Contract
Exhibit 10.6
This Agreement (this “Agreement”) is made as of the 22nd day of April, 2005, by and among Lightstone Value Plus REIT LP, a Delaware limited partnership (the “OP”), Lightstone SLP, LLC, a Delaware limited liability company (the “Company”), and Xxxxx Xxxxxxxxxxxx, in his individual capacity.
WHEREAS, the Lightstone Value Plus Real Estate Investment Trust, Inc. (the “REIT”) intends to hold an initial public offering (the “Offering”) of up to 30,000,000 shares of its common stock at a price of $10 per share, subject to applicable volume discounts;
WHEREAS, Xxxxx Xxxxxxxxxxxx has committed to advance the REIT its offering and organization expenses (the “O&O Expenses”) in an amount of up to ten percent of proceeds from the Offering (the “Offering Proceeds”), in exchange for certain subordinated distributions (the “Subordinated Distributions”) from Lightstone Value Plus REIT LP, a Delaware limited partnership and the operating partnership of the REIT (the “OP”), as detailed in the Registration Statement on Form S-11 of the REIT filed with the Securities and Exchange Commission on July 14, 2004, as amended;
WHEREAS, the Company is wholly owned by Xxxxx Xxxxxxxxxxxx and has been formed for the purpose of advancing such O&O Expenses and receiving the Subordinated Distributions;
WHEREAS, the OP admitted the Company as a special general partner pursuant to an Agreement of Limited Partnership of Lightstone Value Plus REIT LP, dated as of June 29, 2004 (as amended from time to time, the “Partnership Agreement”); and
WHEREAS, the partners of the OP have determined to amend and restate the Partnership Agreement in order to admit the Company as a special general partner rather than as a special general partner, among other things.

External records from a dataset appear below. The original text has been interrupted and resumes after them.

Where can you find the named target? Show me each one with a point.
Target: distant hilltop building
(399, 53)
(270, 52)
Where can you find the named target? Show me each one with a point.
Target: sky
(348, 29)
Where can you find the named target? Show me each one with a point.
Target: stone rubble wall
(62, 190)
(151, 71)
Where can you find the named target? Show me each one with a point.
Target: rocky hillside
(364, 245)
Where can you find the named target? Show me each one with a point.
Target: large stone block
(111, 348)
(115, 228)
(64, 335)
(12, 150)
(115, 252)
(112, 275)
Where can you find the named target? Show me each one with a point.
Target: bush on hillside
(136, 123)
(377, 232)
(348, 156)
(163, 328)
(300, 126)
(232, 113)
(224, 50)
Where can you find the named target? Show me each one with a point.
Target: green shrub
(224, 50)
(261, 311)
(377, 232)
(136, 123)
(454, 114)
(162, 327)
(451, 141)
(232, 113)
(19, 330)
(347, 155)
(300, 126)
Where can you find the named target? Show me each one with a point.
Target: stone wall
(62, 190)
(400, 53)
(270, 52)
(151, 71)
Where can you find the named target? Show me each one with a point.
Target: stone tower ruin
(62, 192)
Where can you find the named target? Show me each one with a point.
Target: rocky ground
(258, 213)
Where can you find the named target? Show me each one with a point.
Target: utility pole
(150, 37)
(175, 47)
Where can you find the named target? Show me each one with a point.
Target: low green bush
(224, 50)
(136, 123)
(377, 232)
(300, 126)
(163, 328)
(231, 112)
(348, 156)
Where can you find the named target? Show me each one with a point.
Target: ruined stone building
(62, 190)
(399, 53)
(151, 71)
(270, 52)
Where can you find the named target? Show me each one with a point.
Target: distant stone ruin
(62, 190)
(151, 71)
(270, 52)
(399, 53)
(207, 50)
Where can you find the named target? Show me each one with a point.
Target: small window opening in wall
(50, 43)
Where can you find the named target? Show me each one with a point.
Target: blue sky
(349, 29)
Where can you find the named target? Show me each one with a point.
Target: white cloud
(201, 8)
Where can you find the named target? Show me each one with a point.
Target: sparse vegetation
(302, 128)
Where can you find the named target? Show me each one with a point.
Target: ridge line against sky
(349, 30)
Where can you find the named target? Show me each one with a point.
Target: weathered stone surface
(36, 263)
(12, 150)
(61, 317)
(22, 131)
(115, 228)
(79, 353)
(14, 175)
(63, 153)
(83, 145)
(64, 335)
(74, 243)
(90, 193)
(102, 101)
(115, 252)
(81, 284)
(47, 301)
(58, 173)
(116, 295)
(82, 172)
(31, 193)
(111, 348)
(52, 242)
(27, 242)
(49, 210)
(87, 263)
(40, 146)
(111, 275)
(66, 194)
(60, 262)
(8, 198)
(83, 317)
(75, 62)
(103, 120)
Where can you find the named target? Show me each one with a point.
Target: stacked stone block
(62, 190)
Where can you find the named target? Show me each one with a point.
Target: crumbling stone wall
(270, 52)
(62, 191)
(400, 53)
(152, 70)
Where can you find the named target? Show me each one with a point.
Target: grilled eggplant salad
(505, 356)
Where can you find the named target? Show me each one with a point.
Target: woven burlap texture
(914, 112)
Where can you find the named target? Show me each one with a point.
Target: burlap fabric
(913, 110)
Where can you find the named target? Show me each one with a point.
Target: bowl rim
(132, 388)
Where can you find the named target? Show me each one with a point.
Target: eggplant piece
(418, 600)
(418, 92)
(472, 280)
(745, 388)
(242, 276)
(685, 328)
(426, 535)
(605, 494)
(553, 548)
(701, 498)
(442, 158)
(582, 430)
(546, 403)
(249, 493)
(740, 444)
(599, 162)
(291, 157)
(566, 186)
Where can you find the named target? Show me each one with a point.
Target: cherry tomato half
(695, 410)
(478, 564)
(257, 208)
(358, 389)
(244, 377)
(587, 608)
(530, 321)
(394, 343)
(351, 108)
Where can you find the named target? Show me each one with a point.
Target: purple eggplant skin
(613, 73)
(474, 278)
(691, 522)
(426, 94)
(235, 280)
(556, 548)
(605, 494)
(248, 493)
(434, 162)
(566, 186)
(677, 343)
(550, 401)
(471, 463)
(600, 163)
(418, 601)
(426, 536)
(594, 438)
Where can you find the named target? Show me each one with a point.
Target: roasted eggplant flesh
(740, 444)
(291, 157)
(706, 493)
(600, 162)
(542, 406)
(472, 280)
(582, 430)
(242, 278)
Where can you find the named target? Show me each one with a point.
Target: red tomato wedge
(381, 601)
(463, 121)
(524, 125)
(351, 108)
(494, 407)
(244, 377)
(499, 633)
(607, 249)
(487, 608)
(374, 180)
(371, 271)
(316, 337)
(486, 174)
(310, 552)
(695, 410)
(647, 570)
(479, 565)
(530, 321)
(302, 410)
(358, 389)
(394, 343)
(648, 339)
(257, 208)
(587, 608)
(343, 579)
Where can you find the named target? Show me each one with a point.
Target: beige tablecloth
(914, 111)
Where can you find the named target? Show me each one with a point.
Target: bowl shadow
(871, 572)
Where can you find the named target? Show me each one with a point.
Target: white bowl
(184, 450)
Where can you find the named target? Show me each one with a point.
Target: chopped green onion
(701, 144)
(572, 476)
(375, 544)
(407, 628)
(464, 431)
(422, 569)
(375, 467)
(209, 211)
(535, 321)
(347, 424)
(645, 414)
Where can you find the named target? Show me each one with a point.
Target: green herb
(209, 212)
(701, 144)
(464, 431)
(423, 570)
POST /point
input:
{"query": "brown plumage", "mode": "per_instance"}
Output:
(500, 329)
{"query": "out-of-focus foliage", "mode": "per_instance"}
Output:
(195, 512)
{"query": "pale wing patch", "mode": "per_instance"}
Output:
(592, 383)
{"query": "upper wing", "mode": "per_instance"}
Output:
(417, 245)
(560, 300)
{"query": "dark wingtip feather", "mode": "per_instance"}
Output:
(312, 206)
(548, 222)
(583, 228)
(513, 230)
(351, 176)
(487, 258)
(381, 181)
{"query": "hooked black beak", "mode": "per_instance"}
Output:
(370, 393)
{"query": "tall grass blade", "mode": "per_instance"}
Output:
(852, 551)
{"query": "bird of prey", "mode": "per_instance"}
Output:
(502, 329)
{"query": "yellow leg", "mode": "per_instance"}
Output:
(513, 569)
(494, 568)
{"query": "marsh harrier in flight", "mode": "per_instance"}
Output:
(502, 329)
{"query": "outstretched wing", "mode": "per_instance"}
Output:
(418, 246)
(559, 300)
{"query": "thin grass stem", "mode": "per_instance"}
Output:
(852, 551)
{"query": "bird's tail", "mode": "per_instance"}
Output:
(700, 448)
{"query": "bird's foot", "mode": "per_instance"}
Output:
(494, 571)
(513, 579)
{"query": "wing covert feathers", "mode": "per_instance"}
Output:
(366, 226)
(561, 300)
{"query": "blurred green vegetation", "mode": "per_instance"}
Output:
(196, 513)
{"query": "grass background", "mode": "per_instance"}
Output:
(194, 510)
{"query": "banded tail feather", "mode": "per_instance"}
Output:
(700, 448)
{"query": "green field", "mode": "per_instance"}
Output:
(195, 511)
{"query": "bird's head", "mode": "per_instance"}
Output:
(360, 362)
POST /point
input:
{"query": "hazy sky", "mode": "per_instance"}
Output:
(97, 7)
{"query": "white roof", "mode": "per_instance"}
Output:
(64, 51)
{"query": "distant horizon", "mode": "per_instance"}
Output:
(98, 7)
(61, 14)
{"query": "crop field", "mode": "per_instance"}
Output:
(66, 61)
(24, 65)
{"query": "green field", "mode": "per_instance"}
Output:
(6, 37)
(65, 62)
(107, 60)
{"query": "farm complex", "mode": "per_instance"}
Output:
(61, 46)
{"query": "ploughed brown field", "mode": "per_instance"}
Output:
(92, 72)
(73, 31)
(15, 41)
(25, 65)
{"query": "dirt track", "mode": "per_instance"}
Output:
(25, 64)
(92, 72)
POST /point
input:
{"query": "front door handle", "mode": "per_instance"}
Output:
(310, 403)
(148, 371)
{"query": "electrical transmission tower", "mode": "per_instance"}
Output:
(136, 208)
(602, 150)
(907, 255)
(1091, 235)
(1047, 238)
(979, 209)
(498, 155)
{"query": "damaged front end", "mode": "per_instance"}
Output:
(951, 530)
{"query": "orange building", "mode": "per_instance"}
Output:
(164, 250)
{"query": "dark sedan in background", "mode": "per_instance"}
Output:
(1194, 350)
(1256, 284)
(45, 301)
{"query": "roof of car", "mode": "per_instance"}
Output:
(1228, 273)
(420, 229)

NOW, THEREFORE, in consideration of the foregoing and the mutual premises, covenants and agreements contained herein, the parties hereto, intending to be legally bound hereby, agree as follows:
1. Commitment. The Company agrees to pay, and Xxxxx Xxxxxxxxxxxx agrees to fund, the O&O Expenses in an amount of up to ten percent (10%) of Offering Proceeds, and in partial consideration of such funding, the Company shall receive the Subordinated Distributions.
2. Satisfaction of Commitment. At each closing during the Offering Period, the OP agrees to issue to the Company, and the Company agrees to purchase from the OP, one special general partner interest of the OP for each $1,000,000 in Offering Proceeds received by the REIT at such closing, at a price per unit of $100,000.
3. Miscellaneous.
3.1 This agreement may be amended only by written instrument duly executed by the parties hereto.
3.2 This Agreement will be governed by, and construed and enforced in accordance with, the laws of the State of New York, without regard to its choice of law rules.
3.3 This Agreement may be executed in counterparts, each of which shall be deemed to be an original, but all of which, taken together, shall constitute one and the same instrument.
3.4 If any term, provision, covenant or restriction of this Agreement is held by a court of competent jurisdiction or a federal or state regulatory agency to be invalid, void or unenforceable, the remainder of the terms, provisions, covenants and restrictions of this Agreement shall remain in full force and effect and shall in no way be affected, impaired or invalidated.
IN WITNESS WHEREOF, the parties hereto have caused this Agreement to be duly executed as of the date first written above.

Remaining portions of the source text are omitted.